2. The FDA must permit options for posting calorie information that allows multiple products to be placed in the same vending coils or stacks. Vending machines are refilled or restocked in regular intervals ranging from several times a week, to once every 5 weeks. The restocking of the machine depends on the sales of products and product expiration dates. A route driver is the individual who refills the vending machines and generally is paid a salary in addition to a commission based on sales of the vending machines. To maximize sales and potential commission, a route driver wants to fully stock a vending machine. So a route driver will, on occasion, stock a particular coil with several different beverages or snacks, depending on what products are available. It is very possible that one vending machine coil or row could have two different types of chips or candy or pastries with very different calorie counts. It?s not unusual for a route driver, who wants to have a completely full and stocked machine to place chips in the front of a row and pastries in the back.
In addition, under the Randolph-Sheppard Act, blind and vision impaired individuals receive preference to operate vending on government properties. So a number of vending operators are blind or seeing impaired. For this reason, it is possible that a Randolph-Sheppard vending operator may place different snacks in the same row due to limited visual recognition of products and the similarity of product packaging.
Therefore, the FDA must not write regulations which will limit the way operators stock machines. Any rule which requires that all products in a row, column or stack have the same calorie count will not be practical.
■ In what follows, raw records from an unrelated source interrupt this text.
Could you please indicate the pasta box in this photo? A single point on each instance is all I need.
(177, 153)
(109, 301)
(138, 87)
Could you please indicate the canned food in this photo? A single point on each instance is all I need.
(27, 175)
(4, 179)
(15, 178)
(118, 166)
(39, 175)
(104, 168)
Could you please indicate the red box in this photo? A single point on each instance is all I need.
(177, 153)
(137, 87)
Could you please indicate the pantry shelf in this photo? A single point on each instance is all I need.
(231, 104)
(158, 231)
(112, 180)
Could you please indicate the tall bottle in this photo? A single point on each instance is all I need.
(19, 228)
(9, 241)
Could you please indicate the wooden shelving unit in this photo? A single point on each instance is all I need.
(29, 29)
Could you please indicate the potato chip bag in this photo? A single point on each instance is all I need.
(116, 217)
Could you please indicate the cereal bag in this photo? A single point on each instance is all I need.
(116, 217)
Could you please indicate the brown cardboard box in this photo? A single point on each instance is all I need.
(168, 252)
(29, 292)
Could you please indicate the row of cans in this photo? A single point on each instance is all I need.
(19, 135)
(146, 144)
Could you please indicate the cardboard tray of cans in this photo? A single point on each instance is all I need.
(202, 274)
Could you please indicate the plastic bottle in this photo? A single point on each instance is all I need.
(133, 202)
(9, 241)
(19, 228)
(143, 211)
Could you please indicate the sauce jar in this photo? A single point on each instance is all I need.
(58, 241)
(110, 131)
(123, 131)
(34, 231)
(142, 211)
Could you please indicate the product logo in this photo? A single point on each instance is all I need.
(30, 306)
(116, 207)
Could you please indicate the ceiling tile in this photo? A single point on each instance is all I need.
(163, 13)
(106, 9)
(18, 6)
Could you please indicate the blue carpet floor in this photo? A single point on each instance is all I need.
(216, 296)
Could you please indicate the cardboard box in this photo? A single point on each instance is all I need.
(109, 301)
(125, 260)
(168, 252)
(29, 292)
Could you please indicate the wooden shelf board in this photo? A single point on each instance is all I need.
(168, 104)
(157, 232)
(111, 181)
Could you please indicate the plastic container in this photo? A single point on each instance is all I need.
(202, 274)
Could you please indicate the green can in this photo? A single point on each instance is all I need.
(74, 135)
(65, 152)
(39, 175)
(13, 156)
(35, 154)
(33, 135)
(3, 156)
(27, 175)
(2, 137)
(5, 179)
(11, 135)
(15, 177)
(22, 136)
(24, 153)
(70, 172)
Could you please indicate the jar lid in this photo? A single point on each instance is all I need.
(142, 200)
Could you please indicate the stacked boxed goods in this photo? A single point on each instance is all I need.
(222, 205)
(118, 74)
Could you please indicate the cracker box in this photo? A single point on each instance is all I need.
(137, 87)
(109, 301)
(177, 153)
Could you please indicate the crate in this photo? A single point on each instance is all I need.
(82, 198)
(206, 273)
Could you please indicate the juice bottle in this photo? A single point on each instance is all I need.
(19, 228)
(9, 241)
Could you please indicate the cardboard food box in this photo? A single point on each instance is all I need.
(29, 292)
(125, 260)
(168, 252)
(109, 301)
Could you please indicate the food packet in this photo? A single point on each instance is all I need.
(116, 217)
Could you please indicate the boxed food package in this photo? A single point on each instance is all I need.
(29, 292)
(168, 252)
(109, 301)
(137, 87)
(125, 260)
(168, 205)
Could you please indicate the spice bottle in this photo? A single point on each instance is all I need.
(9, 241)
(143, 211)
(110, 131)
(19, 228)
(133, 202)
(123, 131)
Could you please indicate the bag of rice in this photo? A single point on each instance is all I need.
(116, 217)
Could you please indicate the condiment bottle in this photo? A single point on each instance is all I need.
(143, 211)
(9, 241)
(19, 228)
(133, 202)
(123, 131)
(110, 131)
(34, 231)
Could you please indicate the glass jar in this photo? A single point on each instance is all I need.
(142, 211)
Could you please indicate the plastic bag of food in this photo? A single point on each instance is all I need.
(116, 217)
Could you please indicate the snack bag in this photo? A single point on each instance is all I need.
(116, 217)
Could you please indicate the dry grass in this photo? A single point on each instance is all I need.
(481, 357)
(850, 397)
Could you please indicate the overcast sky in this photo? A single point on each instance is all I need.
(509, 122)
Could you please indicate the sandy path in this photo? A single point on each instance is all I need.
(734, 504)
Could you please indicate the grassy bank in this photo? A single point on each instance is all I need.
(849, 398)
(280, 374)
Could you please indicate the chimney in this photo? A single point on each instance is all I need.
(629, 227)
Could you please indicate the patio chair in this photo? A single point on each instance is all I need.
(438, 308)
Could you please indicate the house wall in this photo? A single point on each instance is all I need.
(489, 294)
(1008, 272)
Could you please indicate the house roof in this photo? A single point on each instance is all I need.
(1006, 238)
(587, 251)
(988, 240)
A menu for a bank of vending machines would allow different products to be stocked in the machine, would provide customer information, and would not harm blind vendors.
3. The FDA must allow vending operators to have the same technical allowances as chain restaurants. Section 4205 of the Patient Protection and Affordable Care Act of 2010, provides directions to “chain restaurants” on how they can operate under this legislative scheme. Unfortunately, vending operators may not have similar clarity. NAMA argues that there are sections of 4205 related to vending, and particular fresh food vending, which should be applied. For example, vending should be allowed to operate under „„(iv) REASONABLE BASIS.—For the purposes of this clause, a restaurant or similar retail food establishment shall have a reasonable basis for its nutrient content disclosures, including nutrient databases, cookbooks, laboratory analyses, and other reasonable means, as described in section 101.10 of title 21, Code of Federal Regulations (or any successor regulation) or in a related guidance of the Food and Drug Administration.” Many vending operators utilize fresh made sandwiches. In this case, those vending operators, commissaries or food producers should be allowed to calculate calorie content based on “nutrient databases, cookbooks, laboratory analyses, and other reasonable means.”